On one side were those who held that “sex differences were entirely the result of disparate treatment and sex stereotypes, both of which could be eradicated over time,” leading to a glorious future of all-coed sports. “In their view, like the classroom, eventually sport could also be sex-blind” in categories of competition. This has turned out to be the naive view.
On the other side were those who understood that the performance gap between men and women was not entirely a social construct, but in fact the result of “immutable biological differences” in our sexually-dimorphic human species.
This is the argument which won out in drafting Title IX, not just in 1972 but also in 1988, when its sex-based protections were restored against bureaucratic shenanigans over Ronald Reagan’s veto. It also happens to be thoroughly proven by decades of historical data.
Like it or not, “female sport is by design and for good reasons, a reproductive sex classification,” they write.
These reasons have nothing to do with transphobia and everything to do with the performance gap that emerges from the onset of male puberty. Whether one is trans or not, if one is in sport and cares about sex equality, this physical phenomenon is undeniably relevant. Changing how we define “female” so that it includes individuals of both sexes, and then disallowing any distinctions among them on the basis of sex, is by definition and in effect a rejection of Title IX’s equality goals. Whatever their earlier allegiances, and however they would seek to re-tool the relevant vocabulary to obscure this point, we should be clear that those push for these changes today are committed to sex neutrality, not to sex equality.
Note that Title IX specifically carves out sports for women and girls as an exception to its otherwise sex-neutral provisions. Congress clearly intended this law to create opportunities for people with female bodies, not female “identities” or minds or souls or personalities.
It is impossible to overstate the effect this would have on sports for women and girls. Coed competition can never, ever be fair to females; in contact sports, it is actually dangerous.
The performance gap is so wide, and so persistent, that if women and girls were forced to compete in sex-neutral competitions, they would never win anything at all.
Just by letting a single male-bodied athlete compete against female-bodied athletes, the rights of the latter group are diminished.
“It is weakening the commitment to females and to sex equality to accept that the boys’ state championship will probably always be won by a male where the girls’ state championship will not always be won by a female,” the authors explain.
Going out of their way to apologize for using clear language — “we mean no disrespect,” they say three times — Coleman, Joyner, and Lampiano make an honest effort to restate the argument for change.

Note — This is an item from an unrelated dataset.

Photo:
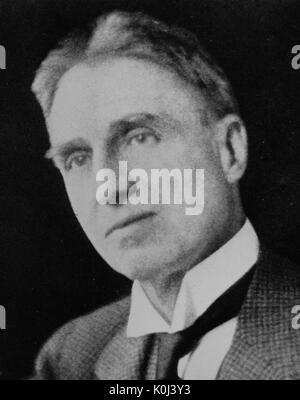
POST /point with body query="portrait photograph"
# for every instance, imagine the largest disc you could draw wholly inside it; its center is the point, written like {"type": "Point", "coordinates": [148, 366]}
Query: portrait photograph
{"type": "Point", "coordinates": [149, 192]}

They recognize “inclusion” of transgender athletes as a laudable social goal and acknowledge that pediatric transitioners will lack the testosterone advantages of puberty.
Yet such advances cannot come at an unacceptable cost for women and girls, they say. Well-meaning mantras such as “trans girls are girls” cannot justify giving the girls’ medals, trophies, and scholarships to boys.
We must find another way to include transgender athletes.